The division of these lands should be controlled by topographic features in such manner as to give the greatest number of water fronts to the pasturage farms.
Residences of the pasturage farms should be grouped, in order to secure the benefits of local social organizations, and coöperation in public improvements.
The pasturage lands will not usually be fenced, and hence herds must roam in common.
As the pasturage lands should have water fronts and irrigable tracts, and as the residences should be grouped, and as the lands cannot be economically fenced and must be kept in common, local communal regulations or coöperation is necessary.
CHAPTER II.
THE LAND SYSTEM NEEDED FOR THE ARID REGION.
The growth and prosperity of the Arid Region will depend largely upon a land system which will comply with the requirements of the conditions and facts briefly set forth in the former chapter.
Any citizen of the United States may acquire title to public lands by purchase at public sale or by ordinary “private entry”, and in virtue of preëmption, homestead, timber culture, and desert land laws.

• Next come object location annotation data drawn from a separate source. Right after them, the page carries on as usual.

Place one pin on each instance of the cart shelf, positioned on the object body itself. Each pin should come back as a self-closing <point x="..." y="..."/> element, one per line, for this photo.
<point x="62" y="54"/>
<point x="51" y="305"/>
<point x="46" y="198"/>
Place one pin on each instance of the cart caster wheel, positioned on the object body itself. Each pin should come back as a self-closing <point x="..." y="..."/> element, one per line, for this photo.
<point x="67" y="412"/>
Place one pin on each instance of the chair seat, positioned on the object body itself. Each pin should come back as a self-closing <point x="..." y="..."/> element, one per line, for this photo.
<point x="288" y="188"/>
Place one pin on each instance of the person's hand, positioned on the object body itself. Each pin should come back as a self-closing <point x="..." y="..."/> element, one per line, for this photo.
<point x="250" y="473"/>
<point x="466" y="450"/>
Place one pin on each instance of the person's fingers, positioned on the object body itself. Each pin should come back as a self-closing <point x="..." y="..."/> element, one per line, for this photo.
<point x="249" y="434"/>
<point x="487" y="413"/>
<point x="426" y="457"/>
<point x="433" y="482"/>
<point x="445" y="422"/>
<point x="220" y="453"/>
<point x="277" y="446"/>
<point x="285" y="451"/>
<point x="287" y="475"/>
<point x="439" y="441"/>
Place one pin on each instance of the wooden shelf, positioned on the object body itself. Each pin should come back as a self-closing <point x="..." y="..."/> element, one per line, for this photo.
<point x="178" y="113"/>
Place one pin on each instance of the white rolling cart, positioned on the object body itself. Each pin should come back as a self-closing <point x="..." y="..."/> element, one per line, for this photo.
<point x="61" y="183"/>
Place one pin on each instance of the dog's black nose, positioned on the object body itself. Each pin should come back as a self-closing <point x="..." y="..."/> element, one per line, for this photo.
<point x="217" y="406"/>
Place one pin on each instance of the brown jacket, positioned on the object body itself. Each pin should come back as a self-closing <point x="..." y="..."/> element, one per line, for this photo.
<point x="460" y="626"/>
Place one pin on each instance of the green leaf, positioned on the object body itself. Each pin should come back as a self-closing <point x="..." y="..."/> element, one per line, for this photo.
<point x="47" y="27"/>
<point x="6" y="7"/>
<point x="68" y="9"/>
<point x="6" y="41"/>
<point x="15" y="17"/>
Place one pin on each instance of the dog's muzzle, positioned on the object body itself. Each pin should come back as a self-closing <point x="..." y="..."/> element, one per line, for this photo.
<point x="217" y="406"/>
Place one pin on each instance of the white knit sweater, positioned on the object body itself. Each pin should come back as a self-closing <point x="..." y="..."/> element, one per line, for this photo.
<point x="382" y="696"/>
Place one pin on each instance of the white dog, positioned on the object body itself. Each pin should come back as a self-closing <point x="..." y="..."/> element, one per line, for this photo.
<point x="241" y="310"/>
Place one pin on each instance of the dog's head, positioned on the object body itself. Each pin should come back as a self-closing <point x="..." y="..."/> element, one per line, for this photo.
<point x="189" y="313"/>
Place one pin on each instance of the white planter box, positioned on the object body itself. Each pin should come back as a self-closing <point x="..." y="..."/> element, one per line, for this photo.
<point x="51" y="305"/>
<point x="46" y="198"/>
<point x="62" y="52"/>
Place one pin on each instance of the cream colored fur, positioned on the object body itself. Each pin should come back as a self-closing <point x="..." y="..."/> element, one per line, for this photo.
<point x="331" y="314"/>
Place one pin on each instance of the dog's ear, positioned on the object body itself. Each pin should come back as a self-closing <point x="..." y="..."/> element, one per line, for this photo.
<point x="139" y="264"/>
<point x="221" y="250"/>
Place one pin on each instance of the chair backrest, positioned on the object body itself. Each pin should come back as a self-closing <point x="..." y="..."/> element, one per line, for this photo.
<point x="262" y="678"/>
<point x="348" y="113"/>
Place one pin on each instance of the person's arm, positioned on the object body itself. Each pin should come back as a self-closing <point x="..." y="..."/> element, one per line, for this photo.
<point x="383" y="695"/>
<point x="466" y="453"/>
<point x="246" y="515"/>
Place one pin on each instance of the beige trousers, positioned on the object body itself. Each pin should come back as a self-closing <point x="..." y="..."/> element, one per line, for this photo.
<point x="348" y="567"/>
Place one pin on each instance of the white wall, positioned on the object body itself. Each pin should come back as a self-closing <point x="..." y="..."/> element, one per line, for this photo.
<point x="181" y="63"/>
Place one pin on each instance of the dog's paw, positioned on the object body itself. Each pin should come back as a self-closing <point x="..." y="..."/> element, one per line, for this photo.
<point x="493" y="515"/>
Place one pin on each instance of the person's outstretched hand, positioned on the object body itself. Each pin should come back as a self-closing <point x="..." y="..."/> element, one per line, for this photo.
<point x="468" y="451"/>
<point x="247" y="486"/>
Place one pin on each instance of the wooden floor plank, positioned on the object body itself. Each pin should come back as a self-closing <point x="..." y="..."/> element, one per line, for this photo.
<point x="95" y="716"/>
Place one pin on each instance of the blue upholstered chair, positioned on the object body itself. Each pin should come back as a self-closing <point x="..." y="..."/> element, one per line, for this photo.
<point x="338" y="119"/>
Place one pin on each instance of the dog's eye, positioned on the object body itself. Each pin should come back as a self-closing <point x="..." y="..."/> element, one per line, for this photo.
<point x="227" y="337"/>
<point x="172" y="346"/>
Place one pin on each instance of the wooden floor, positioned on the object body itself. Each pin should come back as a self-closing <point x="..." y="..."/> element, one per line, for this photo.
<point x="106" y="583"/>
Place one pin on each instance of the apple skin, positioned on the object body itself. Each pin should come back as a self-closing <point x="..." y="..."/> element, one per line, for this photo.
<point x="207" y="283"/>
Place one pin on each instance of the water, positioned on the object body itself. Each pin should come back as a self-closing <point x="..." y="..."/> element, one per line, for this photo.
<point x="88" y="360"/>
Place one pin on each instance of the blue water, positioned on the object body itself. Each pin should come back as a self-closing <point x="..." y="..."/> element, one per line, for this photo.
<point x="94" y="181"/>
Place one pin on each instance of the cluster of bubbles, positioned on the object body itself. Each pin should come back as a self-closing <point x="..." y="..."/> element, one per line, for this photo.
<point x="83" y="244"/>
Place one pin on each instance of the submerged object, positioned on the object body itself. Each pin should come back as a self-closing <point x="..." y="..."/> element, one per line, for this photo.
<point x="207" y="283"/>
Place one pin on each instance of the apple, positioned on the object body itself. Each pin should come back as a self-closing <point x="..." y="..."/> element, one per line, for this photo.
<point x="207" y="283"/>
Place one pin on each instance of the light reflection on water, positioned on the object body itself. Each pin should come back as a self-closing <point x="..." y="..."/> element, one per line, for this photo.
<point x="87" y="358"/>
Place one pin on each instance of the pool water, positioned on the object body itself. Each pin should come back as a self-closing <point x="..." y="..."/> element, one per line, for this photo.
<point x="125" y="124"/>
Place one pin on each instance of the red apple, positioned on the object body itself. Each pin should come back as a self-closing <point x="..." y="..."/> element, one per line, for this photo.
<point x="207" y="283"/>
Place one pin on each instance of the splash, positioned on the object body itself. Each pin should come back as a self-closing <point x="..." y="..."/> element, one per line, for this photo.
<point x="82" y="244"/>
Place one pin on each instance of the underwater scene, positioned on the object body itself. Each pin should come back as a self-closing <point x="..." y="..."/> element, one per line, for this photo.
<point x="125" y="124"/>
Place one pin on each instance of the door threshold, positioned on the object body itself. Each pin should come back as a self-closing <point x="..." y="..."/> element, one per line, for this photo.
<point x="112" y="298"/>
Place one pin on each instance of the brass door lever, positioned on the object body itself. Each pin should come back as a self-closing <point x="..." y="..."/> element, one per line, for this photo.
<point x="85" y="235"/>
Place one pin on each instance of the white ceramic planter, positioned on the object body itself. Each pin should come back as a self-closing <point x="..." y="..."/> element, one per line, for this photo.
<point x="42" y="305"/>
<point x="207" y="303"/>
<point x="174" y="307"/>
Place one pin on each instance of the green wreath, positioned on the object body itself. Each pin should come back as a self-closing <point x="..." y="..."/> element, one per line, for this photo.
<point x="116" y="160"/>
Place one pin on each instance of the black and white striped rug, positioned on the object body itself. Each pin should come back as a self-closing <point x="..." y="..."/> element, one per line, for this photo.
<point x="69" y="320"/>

Purchase at public sale may be effected when the lands are offered at public auction to the highest bidder, either pursuant to proclamation by the President or public notice given in accordance with instructions from the General Land Office. If the land is thus offered and purchasers are not found, they are then subject to “private entry” at the rate of $1.25 or $2.50 per acre. For a number of years it has not been the practice of the Government to dispose of the public lands by these methods; but the public lands of the southern states are now, or soon will be, thus offered for sale.

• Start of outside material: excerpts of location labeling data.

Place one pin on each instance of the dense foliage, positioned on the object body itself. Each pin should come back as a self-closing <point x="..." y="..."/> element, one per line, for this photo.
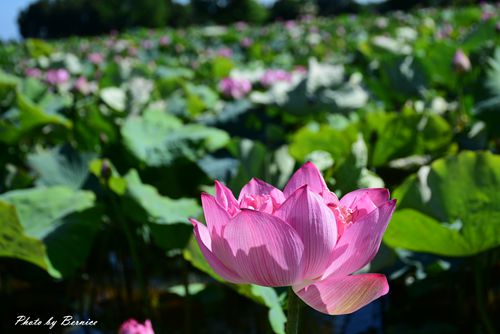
<point x="107" y="143"/>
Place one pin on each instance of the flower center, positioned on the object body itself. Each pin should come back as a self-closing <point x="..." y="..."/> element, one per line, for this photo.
<point x="264" y="203"/>
<point x="343" y="215"/>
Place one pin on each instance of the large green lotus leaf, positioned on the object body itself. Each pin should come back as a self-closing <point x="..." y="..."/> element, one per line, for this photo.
<point x="450" y="208"/>
<point x="69" y="245"/>
<point x="14" y="243"/>
<point x="493" y="82"/>
<point x="26" y="117"/>
<point x="262" y="295"/>
<point x="323" y="138"/>
<point x="60" y="166"/>
<point x="40" y="210"/>
<point x="437" y="59"/>
<point x="58" y="217"/>
<point x="354" y="174"/>
<point x="158" y="139"/>
<point x="160" y="209"/>
<point x="114" y="97"/>
<point x="408" y="134"/>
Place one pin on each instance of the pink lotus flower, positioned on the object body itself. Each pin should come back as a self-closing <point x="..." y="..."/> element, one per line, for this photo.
<point x="225" y="52"/>
<point x="246" y="42"/>
<point x="164" y="41"/>
<point x="33" y="72"/>
<point x="235" y="88"/>
<point x="303" y="236"/>
<point x="272" y="76"/>
<point x="131" y="326"/>
<point x="57" y="76"/>
<point x="95" y="58"/>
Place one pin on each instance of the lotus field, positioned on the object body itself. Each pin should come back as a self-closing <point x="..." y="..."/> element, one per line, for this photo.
<point x="113" y="146"/>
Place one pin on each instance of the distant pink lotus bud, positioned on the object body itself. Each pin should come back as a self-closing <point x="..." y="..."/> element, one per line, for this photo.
<point x="147" y="44"/>
<point x="179" y="48"/>
<point x="225" y="52"/>
<point x="461" y="62"/>
<point x="164" y="41"/>
<point x="33" y="72"/>
<point x="240" y="25"/>
<point x="300" y="69"/>
<point x="246" y="42"/>
<point x="340" y="31"/>
<point x="290" y="24"/>
<point x="303" y="236"/>
<point x="57" y="76"/>
<point x="271" y="77"/>
<point x="85" y="87"/>
<point x="486" y="15"/>
<point x="95" y="58"/>
<point x="131" y="326"/>
<point x="235" y="88"/>
<point x="132" y="51"/>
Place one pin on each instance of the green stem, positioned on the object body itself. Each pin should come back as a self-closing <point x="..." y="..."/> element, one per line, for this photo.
<point x="132" y="246"/>
<point x="294" y="304"/>
<point x="187" y="298"/>
<point x="480" y="302"/>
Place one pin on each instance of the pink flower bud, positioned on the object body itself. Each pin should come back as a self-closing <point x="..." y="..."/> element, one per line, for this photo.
<point x="461" y="62"/>
<point x="131" y="326"/>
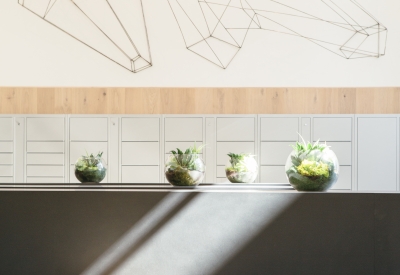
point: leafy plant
(242, 168)
(311, 166)
(238, 162)
(185, 168)
(186, 159)
(302, 150)
(88, 162)
(90, 168)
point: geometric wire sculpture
(114, 28)
(217, 29)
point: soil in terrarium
(185, 168)
(89, 169)
(183, 177)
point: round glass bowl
(90, 170)
(184, 169)
(315, 170)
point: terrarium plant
(185, 168)
(312, 167)
(90, 168)
(241, 168)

Any citizen may preëmpt 160 acres of land, and by settling thereon, erecting a dwelling, and making other improvements, and by paying $1.25 per acre in some districts, without the boundaries of railroad grants, and $2.50 within the boundaries of railroad grants in others, may acquire title thereto. The preëmption right can be exercised but once. No person can exercise the preëmption right who is already the owner of 320 acres of land.
Any citizen may, under the homestead privilege, obtain title to 160 acres of land valued at $1.25 per acre, or 80 acres valued at the rate of $2.50, by payment of $5 in the first case and $10 in the last, and by residing on the land for the term of five years and by making certain improvements.